Barbara Crooker’s book takes its direction as series of meditations on the original Book of Kells’s content, process, and creators. The collection is a celebration of beauty, and truth, and the dedication it takes to preserve them. The world of the book draws on the world of the monks who created the Book of Kells, their imagination, and gospel the made the world to them holy. “The whole world was holy,/” writes Crooker, “Not just parts of it. The world was the Book of God” in a poem dedicated to the two Latin letters, chi and rho. Part of Crooker’s venture in this collection is to question this: “How must a people have viewed language to invest such careful attention in each individual letter?” In past and haunting tense, she writes “The alphabet shimmered and buzzed in beauty.”
Crooker at once keeps an eye out for the familiar and the unfamiliar.
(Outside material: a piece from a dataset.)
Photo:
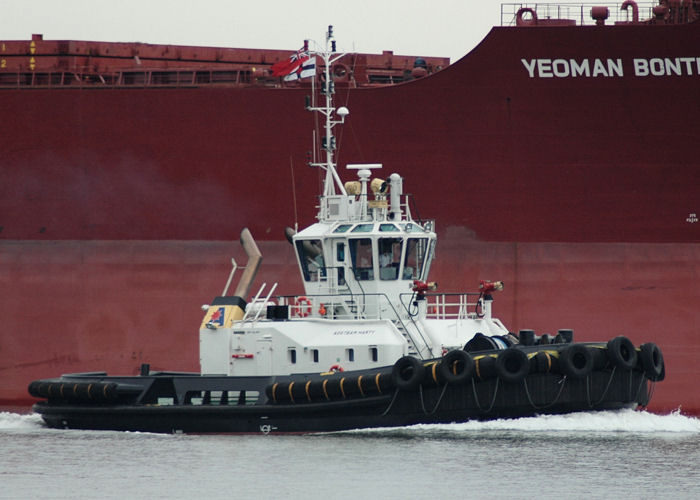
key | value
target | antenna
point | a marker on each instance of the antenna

In folio 188r she looks for “four men pulling beards.” In folio 32v she sees Jesus “not on the throne of heaven,/but on an ordinary blue kitchen chair.” Its gorse, she says, at the end of the rainbow, and “more than anything,/my job is to pay attention”. “Let us praise the agile little animals/”, she writes in another poem, anxious like the monks who inspired her that none be left out, “…who can wedge in small places: the moth/…or the monk on his horse, trotting right off the page.”
One endearing feature of this collection is the glossas Crooker writes by taking a quatrain from Yeats, Heany, or O’Driscoll and opening up or embellishing snatches of their poetry her own entire nine-line stanzas, illuminating their work that has gone before.
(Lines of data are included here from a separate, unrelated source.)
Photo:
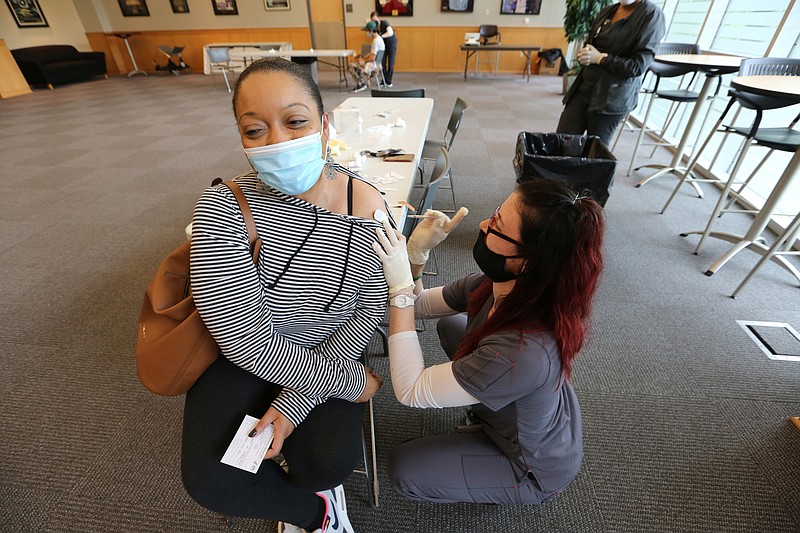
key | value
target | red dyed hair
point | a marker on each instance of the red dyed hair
(563, 237)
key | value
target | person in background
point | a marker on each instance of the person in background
(390, 42)
(363, 66)
(290, 333)
(512, 333)
(620, 48)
Throughout the entire collection, Crooker’s richly measured lines are steeped in a tradition of beauty. She measures her own experience of beauty not just by her own era, but by a deeply meaningful past. Her symbolism and metaphor draw on the natural created world, the world created in the Book of Kells, and the world of pre-Christian lore and enchantment. In the context of all this wonder, not-quite-yet-dispelled, she tries to make sense of her own strange age of secular doubt where “with such a torrent, nothing is important; all of it blends/and whirls.” In a way, our time with its “rush of two much,” “device-laden lives, fossil-fueled cars, over-stocked larders” and the Book of Kells with its “interlace knots, no beginning/or end,” “heaven and earth intertwined, coiled spirals,/connected by curves” are both cluttered. But cluttered with what? What is the difference between them? And what media of ours, will be worth celebrating a thousand years from now? “Ink,” Crooker says, “[is] made from what remains.”